Un tel argument procède du principe d'agrégation et du principe que le devoir implique pouvoir[11],[1],[5]. Selon le principe d'agrégation, si un agent doit faire une chose et doit en faire une autre, alors cet agent doit faire les deux choses. Selon le devoir implique le pouvoir, si un agent doit faire les deux choses, alors l'agent peut faire les deux choses. Mais si l'agent peut faire les deux choses, il n'y a pas de conflit entre les deux lignes de conduite et donc pas de dilemme. Il peut être nécessaire pour les défenseurs de nier soit le principe d'agrégation, soit le principe que le devoir implique le pouvoir. Chaque choix est problématique car ces principes sont assez fondamentaux[4],[1].

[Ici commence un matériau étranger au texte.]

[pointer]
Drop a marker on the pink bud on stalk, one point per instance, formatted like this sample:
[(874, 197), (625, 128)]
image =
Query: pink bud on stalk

Une autre ligne d'argumentation nie qu'il existe des conflits éthiques irrésolubles[5]. Une telle vision peut accepter que nous ayons divers devoirs, qui peuvent parfois entrer en conflit les uns avec les autres. Mais cela n'est pas problématique tant qu'il y a toujours un devoir qui l'emporte sur les autres. Il a été proposé que les différents types de devoirs peuvent être ordonnés dans une hiérarchie[4]. Ainsi, en cas de conflit, le devoir supérieur prendrait toujours le pas sur le devoir inférieur, par exemple, dire la vérité est toujours plus important que tenir une promesse. Un problème avec cette approche est qu'elle ne résout pas les cas symétriques : lorsque deux devoirs du même type sont en conflit l'un avec l'autre[4]. Un autre problème pour une telle position est que le poids des différents types de devoirs semble être spécifique à la situation : dans certains cas de conflit, nous devons dire la vérité plutôt que de tenir une promesse, mais dans d'autres cas, c'est l'inverse qui est vrai[4]. C'est, par exemple, la position de W. D. Ross, selon laquelle nous avons divers devoirs et devons décider de leur poids relatif en fonction de la situation spécifique[20]. Mais sans un argument supplémentaire, cette ligne de pensée ne fait que poser la question aux défenseurs des dilemmes éthiques, qui peuvent simplement nier l'affirmation selon laquelle tous les conflits peuvent être résolus de cette manière[5].
Un autre type d'argument procède de la nature des théories morales. Selon divers auteurs, il est nécessaire que de bonnes théories morales soient directives en étant capables de recommander ce qui doit être fait dans n'importe quelle situation[21]. Mais cela n'est pas possible lorsque des dilemmes éthiques sont impliqués. Ainsi, ces intuitions sur la nature des bonnes théories morales soutiennent indirectement l'affirmation qu'il n'existe pas de dilemmes éthiques[4],[1].